The amounts included in accumulated gains and gains on liquidation do not include the cost of managing the liquidated assets, which may be substantial depending on the collection status of the loan at acquisition and on our success in working with the borrower to resolve the distress in the loan. Accumulated gains include the amount of accumulated valuation gains and losses recognized throughout the holding period and, in the case of REO, include direct transaction costs incurred in the sale of the property. Accordingly, the preceding amounts do not represent periodic earnings on a cash basis and the amount of gain will have accumulated over varying periods depending on the holding periods and liquidation speed for individual assets.

The primary expenses incurred at a loan level in managing our portfolio of distressed assets are servicing and activity fees. From the time of acquisition of the distressed assets through their deboarding dates, we incurred aggregate servicing and activity fees of $5.7 million and $5.0 million with respect to assets liquidated during the quarters ended March 31, 2015 and 2014, respectively.

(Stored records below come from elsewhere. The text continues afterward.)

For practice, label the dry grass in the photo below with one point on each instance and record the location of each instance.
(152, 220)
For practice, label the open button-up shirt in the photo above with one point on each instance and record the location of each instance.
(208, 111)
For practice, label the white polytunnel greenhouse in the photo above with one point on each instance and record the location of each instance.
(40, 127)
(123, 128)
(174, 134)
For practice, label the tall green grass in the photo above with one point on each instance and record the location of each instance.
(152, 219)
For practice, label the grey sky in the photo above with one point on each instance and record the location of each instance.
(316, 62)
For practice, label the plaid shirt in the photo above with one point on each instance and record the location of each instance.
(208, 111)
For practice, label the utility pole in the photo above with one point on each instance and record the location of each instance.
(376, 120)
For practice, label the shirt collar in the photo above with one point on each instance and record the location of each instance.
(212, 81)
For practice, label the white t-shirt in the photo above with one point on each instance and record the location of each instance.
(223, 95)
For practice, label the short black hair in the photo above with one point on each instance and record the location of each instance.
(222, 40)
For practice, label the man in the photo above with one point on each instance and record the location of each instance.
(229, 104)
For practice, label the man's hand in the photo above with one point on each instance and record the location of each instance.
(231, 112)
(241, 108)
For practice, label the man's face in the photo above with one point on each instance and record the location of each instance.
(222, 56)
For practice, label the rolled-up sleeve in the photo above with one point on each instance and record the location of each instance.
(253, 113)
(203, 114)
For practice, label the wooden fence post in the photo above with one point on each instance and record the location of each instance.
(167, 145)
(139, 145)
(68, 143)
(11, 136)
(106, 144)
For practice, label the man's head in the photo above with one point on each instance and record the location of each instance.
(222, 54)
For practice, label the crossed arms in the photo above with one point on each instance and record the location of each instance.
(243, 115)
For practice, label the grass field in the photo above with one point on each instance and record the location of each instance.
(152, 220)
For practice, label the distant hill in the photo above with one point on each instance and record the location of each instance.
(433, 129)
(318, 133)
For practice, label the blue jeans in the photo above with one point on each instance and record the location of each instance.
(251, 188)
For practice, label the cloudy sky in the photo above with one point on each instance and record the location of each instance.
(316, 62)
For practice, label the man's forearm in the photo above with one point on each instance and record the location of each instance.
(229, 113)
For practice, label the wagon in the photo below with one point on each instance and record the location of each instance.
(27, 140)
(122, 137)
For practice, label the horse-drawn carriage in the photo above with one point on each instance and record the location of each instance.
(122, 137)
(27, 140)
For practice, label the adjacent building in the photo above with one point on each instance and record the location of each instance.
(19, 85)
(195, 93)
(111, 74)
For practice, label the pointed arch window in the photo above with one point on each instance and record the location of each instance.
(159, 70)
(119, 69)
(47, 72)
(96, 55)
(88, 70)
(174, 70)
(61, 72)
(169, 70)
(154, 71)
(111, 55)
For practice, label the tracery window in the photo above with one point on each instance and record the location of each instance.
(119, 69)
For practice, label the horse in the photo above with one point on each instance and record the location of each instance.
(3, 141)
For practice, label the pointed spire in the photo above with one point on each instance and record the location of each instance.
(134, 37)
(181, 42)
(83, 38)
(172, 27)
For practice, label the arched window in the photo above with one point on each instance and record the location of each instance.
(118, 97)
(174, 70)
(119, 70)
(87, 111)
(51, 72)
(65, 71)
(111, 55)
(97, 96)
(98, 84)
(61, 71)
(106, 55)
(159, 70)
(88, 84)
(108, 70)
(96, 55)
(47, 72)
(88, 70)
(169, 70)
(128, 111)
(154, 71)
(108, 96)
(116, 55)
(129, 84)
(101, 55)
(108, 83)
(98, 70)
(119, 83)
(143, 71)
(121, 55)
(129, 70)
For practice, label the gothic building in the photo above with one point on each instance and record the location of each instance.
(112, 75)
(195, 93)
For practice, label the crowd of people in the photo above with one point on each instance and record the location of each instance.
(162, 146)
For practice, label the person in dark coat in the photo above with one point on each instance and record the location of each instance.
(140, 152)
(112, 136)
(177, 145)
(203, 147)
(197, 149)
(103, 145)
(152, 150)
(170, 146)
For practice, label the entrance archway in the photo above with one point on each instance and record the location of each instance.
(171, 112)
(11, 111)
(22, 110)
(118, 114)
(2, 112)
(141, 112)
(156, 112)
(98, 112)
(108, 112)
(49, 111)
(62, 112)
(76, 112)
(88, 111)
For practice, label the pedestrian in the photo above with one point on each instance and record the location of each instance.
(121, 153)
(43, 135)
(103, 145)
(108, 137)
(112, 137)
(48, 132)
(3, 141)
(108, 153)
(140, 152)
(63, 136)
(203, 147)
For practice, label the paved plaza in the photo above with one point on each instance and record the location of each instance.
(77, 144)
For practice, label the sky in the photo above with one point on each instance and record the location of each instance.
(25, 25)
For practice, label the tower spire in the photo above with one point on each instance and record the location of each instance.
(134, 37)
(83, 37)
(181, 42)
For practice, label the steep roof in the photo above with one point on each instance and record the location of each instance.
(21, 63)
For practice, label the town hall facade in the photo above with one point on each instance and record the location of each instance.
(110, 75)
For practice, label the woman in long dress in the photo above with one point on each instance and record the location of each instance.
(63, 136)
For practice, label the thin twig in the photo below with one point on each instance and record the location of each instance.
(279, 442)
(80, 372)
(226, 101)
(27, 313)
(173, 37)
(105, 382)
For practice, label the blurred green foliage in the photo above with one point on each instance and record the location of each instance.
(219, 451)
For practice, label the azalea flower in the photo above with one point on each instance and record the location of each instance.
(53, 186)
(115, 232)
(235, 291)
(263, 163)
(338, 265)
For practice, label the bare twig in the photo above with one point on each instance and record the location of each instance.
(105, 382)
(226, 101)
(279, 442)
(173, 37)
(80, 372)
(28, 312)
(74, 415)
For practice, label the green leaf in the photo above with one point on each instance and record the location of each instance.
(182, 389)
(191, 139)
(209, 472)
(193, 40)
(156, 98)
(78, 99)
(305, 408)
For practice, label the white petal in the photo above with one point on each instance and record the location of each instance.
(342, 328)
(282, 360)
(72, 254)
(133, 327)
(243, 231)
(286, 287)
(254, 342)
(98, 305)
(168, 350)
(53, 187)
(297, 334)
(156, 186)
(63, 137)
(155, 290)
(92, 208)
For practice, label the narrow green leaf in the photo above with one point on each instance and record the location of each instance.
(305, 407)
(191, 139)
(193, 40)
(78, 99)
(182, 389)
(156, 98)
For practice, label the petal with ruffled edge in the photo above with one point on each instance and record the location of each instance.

The decrease in net investment income during the quarter ended March 31, 2015 as compared to the quarter ended March 31, 2014 primarily reflects the decrease in net fair value gains in our investments in mortgage loans at fair value, along with losses recognized on our investment in ESS and mortgage loans held by VIE. Decreases in gain on our investments in mortgage loans are due to moderation in both actual and projected real estate values relating to the properties securing our distressed loans and slower than expected transitions of loans toward resolution as compared to the quarter ended March 31, 2014. This decline was partially offset by increases in value of the reperforming loans in our portfolio resulting from an observed increase in demand for such investments. The losses recognized on our investments in ESS result from higher actual and projected prepayments for the underlying mortgage loans due to lower interest rates, and the reduction in FHA annual mortgage insurance premiums announced in January 2015.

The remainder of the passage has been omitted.